Photo Post: Beach Acrobatics!

Ah, Saturday was another nice relaxing day on Copacabana beach! If I have a few drinks on Friday night then I find that nothing clears away the heavy head like a nice swim in the sea followed by a relaxing snooze. But not everyone is so lazy at the beach!

Last weekend I was taking pictures of the sea-spray caught in the late-afternoon sun when a rather outgoing individual approached me and told me to follow him and bring my camera. Here’s what he did:

Beach-backflip

Raoni doing this party-piece!

 

Afterwards he told me his name was Raoni – apparently an indigenous name meaning Jaguar, made famous by Chief Raoni Metuktire, a campaigner for indigenous rights and protection of the Amazon.

The Raoni I met in Copacabana appeared to be a bit drunk in high spirits and told me enthusiastically that he had been to Ipswich (in the UK) as part of a Brazilian youth gymnastic team. I wasn’t sure whether to believe him at first, but then I thought “Who’d make up a story about Ipswich?” – surely it’s too obscure to be a lie!

Anyway, he was a funny guy and his leap made for a pretty cool photo!

10 replies
  1. Marcos
    Marcos says:

    In Portuguese there’s a word to describe these guys. We use the word “malandro” and I don’t know what is the best way to translate this word, maybe clever is more suitable but I’m not very sure. They try to entertain or start a conversation with people to get something from them, I mean they can steal something from anyone without being noticed. They usually make up a story like this guy on the photo to get what they want. Be careful with them!

    Reply
    • tomlemes
      tomlemes says:

      Hi Marcos – I think you misinterpreted the way I described this guy. I know the kind of guy you are talking about – they have some clever way to distract you and this is a well-rehearsed method to steal a bag or snatch a camera (etc). But this guy was actually just a bit of a show-off! 🙂

      To give you more background – this guy had been doing some other jumps and flips in front of his friends and was obviously showing off and being a bit silly. When he saw me taking photos (of other things) he came over and said something like “Take a photo of me!” and his friends laughed. It was all quite friendly and nothing sinister.

      Reply
      • Marcos
        Marcos says:

        I see, I’m a pre-intermediate English learner. Sometimes, I read or listen to something in English and I don’t understand but I’m trying to improve my English. Thanks for your reply, Tom.

        Reply
        • tomlemes
          tomlemes says:

          Hey Marcos – I totally understand 🙂 I just wish my Portuguese was half as good as your English.
          I don’t believe you are pre-intermediate – you’re much better than that. And like the others have already said, I think my initial description did make this guy sound quite suspicious.

          Reply
    • tomlemes
      tomlemes says:

      Hey Isabella – I think my introduction on Facebook made this guy sound a bit suspicious – “Follow me and bring your camera” – that does sound a bit dodgy doesn’t it?

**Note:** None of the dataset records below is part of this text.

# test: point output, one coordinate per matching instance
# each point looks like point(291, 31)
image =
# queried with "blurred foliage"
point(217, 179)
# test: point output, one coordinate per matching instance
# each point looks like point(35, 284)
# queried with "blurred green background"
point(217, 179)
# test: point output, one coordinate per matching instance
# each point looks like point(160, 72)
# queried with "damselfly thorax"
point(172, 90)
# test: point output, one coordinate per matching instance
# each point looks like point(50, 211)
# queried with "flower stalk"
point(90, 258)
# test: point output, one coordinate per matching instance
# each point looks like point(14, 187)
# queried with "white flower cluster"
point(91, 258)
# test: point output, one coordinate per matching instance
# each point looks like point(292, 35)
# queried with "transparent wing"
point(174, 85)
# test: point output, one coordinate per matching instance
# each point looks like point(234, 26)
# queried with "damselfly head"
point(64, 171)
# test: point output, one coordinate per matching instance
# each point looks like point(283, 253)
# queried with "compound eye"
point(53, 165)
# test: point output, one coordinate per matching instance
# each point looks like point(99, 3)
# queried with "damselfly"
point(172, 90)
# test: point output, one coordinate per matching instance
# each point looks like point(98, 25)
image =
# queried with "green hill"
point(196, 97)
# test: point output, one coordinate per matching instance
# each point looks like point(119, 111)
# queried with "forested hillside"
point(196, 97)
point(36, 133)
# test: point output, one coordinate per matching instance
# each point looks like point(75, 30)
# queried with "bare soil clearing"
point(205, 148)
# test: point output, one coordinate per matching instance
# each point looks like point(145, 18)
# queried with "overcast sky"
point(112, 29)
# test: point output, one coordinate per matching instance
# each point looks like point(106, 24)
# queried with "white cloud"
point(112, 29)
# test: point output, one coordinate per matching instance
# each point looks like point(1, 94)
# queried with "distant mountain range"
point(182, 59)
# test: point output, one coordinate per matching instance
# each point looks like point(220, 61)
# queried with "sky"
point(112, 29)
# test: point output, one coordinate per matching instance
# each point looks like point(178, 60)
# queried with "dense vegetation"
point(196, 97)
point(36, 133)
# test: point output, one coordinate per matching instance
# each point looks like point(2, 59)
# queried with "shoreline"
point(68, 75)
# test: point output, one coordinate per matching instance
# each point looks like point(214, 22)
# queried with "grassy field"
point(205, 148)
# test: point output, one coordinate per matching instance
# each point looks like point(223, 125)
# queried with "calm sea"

      But you are correct – he was certainly a bit of an attention-seeker, but friendly with no ulterior motives 🙂

      Reply
  2. The Gritty Poet
    The Gritty Poet says:

    Tom,
    In fairness to Marcos the initial description is a bit misleading, beyond that I agree: the Raoni dude seems harmless. Speaking of harmless I hope we are still on for our 3am meeting near the steps of Cristo Redentor so to check out my stamp collection. Don’t forget to bring money, credit cards, a rope, and blindfolds so after our stamp appreciation we can do that montage I envisioned in front of the statue.

    Reply
  3. Richard
    Richard says:

    i can see logic in all of the comments, as i get older i find i am checking myself. 10 years ago, if someone had come upto me in in a bar in London and said there was a cool party happening down the road i would have been there until sunrise, here and now I am wondering: how many days it will take to empty my bank account before the kidnappers release me? does entering my pin backwards really set off alarm bells at Bank HQ? Would i develop Stockholm syndrome?

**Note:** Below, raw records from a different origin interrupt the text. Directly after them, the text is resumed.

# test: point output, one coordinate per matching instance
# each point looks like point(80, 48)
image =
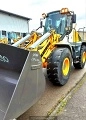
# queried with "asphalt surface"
point(76, 106)
point(52, 96)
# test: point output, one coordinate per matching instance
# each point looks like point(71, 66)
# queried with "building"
point(13, 26)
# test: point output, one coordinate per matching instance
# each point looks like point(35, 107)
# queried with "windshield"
point(57, 21)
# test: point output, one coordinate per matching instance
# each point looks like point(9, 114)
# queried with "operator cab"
point(61, 21)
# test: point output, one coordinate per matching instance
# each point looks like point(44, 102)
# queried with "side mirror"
point(74, 18)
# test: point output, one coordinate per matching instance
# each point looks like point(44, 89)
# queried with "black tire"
point(80, 64)
point(54, 67)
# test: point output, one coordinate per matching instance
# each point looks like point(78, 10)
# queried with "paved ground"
point(52, 96)
point(76, 107)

    I am sure he was just part of the 99% who was just friendly though

    Reply
    • tomlemes
      tomlemes says:

      Ha ha! That made me laugh 🙂

      But I know exactly what you mean Richard – when I look back on some of the things I did when I was travelling through Latin America, I think I was pretty reckless at times. Still, as long as you’re not really reckless (or just plain unlucky) then a little risk often leads to some great experiential rewards right?

      I find I worry more about other people – I feel perfectly safe and relaxed 99.9% of the time in Rio, but I often worry a little when I have friends/family come out to visit me.